Our intention is to weave this building elegantly into the rich urban ‘tapestry’ to which it belongs. The extension is also designed to be contemporary, drawing visitors in with an iconic design that clearly places the extension in the present moment.
The museum is organised around a unique and singular object, the tapestry: the space housing it is the starting point for the extension. Its volume resolves the complex geometry of the site, is the result of alignments with
neighbouring buildings and defined by the dynamic lines delimiting its roof, helping to reduce the perception of the volume of the extension, aligning its scale to that of the buildings that surround it. The monumental nature of the tapestry is reflected in the building’s horizontal presence on the street, underlining its exceptional dimensions.
The formal design of the extension is legible from the outside, making it easier to understand how the building is organised. The geometry of the space housing the tapestry is dictated by the spatial qualities that characterise it (depth of field, set-back distances, cones of vision, etc.) and by its relationship with the volume housing the permanent exhibition. It directly defines the sculptural expression of the building.

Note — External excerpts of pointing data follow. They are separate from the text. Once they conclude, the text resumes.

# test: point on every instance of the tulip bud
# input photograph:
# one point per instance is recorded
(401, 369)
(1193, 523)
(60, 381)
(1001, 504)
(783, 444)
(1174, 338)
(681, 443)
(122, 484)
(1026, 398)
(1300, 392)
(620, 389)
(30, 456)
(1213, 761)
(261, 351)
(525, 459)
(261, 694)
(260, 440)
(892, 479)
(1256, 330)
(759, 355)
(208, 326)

Our proposal offers views of the tapestry that embraces it at every scale. Focused on this singular object, the architecture and dispositions of the museum create the right conditions for viewing the tapestry, placing the visitor and the work in a privileged relationship: from an overview that reveals the work over 70m in a single sweep, celebrating its monumentality, to one that places the visitor in intimate contact with the tapestry, one in which each thread of the embroidery is revealed.
The visitor circuit takes the form of a loop, one that offers views of the tapestry from a number of different vantage points, orienting the visitor and re-framing the work to its historical and cultural context, offering the visitor new perspectives on this emblematic artifact.